Но дело не только в широте кругозора. У Майи Михайловны был свой, особый «гамбургский счет», который и определил ее научные приоритеты последних двадцати пяти лет. Помню свое удивление, когда получил от нее в подарок ее новую книгу — о комедии дель арте (с шутливой дарственной надписью, глубоко серьезный смысл которой я сумел оценить много позднее: «Моему первому аспиранту с любовью к Ибсену и с приветом оному от commedia dell’arte»). По молодости лет мне казался странным такой внезапный поворот к Ренессансу после долгого изучения театра двадцатого века, который, на мой тогдашний наивный взгляд, был куда более интересным, чем ренессансные «древности». И лишь позднее, в ходе многолетнего общения с Майей Михайловной, я стал понимать причины этого неожиданного поворота, его глубокую обоснованность и даже необходимость. Приверженность гуманистической традиции и ее ренессансным истокам — вот что определяло и этот поворот, и всю сложность отношения Майи Михайловны к искусству двадцатого века, в котором она многое ценила, но столь же многое и не принимала, отчетливо видя тупики, возникавшие там, где решительно провозглашался разрыв с гуманизмом. Когда-то, возвещая этот разрыв, Фридрих Ницше запальчиво восклицал: «Возможно, человечество погибнет от этого. Что ж, пускай!» С первой половиной этого соблазнившего многих высказывания Майя Михайловна могла бы согласиться, но со второй — никогда. «Осторожно — человечество!» — вот призыв, под которым она подписалась бы без малейших колебаний. Слишком высокую цену заплатили за миражи «сверхчеловечества» ее современники, чтобы отказ от человеческого первородства мог вызывать у нее всего лишь отстраненно ироничную улыбку или просто-напросто равнодушие. Убежденность в том, что театр не может сохранять нейтралитет в той борьбе, которая длится уже более столетия и от исхода которой зависит само существование нашего человеческого мира, в первую очередь определяла ее оценки тех или иных сценических явлений — независимо от их чисто эстетических качеств, от чисто эстетического к ним подхода. Вспоминаю, как на предзащите кандидатской диссертации по Гротовскому Майя Михайловна, с театроведческой основательностью разобрав представленную на обсуждение работу, позволила себе глубоко личное и лишь поверхностному взгляду кажущееся странным высказывание: «Все-таки прав был Папа римский, отлучив Гротовского от церкви…». И после краткой паузы добавила: «Если человечество не свернет с пути, на котором оказалось, все закончится крахом».

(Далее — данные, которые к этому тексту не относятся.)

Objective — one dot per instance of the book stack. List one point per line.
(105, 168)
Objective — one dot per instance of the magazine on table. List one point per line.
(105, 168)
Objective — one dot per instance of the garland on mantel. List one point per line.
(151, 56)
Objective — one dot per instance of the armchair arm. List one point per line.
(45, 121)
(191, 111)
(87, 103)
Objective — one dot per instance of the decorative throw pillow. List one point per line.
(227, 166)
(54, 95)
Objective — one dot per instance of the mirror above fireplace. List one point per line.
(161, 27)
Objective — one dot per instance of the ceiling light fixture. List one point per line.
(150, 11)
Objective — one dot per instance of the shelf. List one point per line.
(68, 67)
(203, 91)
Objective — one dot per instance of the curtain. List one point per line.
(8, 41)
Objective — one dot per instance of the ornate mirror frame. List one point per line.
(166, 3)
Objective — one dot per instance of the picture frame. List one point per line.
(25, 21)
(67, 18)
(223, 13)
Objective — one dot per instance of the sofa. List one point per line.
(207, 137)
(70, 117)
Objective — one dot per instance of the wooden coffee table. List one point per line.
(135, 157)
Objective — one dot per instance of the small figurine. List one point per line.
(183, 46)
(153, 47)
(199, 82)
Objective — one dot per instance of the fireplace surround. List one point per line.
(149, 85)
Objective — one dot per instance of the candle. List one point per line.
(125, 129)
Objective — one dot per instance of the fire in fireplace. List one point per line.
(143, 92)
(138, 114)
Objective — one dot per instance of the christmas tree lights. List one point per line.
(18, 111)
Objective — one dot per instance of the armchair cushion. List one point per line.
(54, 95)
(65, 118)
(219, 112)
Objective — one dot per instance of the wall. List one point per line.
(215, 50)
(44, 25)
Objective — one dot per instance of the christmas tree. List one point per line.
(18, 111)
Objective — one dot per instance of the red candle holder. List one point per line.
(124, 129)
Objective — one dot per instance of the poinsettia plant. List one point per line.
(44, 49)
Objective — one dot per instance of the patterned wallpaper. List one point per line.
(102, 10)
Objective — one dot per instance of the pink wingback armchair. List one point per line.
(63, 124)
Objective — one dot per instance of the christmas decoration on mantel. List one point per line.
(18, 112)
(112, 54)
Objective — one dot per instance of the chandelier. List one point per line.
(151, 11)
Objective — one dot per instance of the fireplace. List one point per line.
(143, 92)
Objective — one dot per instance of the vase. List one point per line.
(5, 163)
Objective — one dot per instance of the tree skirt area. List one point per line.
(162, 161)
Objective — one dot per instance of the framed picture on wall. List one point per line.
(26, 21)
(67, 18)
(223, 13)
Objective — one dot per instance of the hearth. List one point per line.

«Я католичка», — сказала она однажды, имея в виду не конфессиональную принадлежность (к вопросам чисто религиозного характера она не проявляла, насколько мне известно, специального интереса), а, скорее, тип миропонимания, оказавшийся необходимой плодотворной почвой для ренессансного гуманизма и созданного им театра. Тут, пожалуй, вполне уместно вспомнить строки Вячеслава Иванова:
Где бормочут по-латыни,
Как-то верится беспечней,
Чем в скитах родной святыни, —
Простодушней, человечней…
Человечней… Вот, наверное, то слово, которое точнее всех остальных характеризует приоритеты Майи Михайловны (хорошо, однако, различавшей величайшие взлеты и глубокие падения человеческой природы, не игнорировавшей ее проблематичной — прежде всего с этической точки зрения — двойственности). Да и в самом деле — разве может отвергнуть человечность тот подлинно живой театр, к истокам которого обратилась Майя Михайловна в последние десятилетия? Разве может он обойтись без живой человеческой страсти, живой человеческой мысли, живого человеческого взгляда на мир?
«Благодаря актеру, — писала она, завершая свою последнюю статью, — живым драматическим лицом становится сам театр, весь театр, полный возвышающей душу скорби и любви, способный сохранить и передать будущему все гуманистические ценности».
Такова, пожалуй, суть того урока, который преподала нам Майя Михайловна и который мы должны помнить при любых, даже самых неблагоприятных обстоятельствах, обещаемых нам двадцать первым веком. Ведь без постоянного усвоения этой сути и верности ей невозможно сегодня ни сохранение театра, ни его жизнь в «большом времени».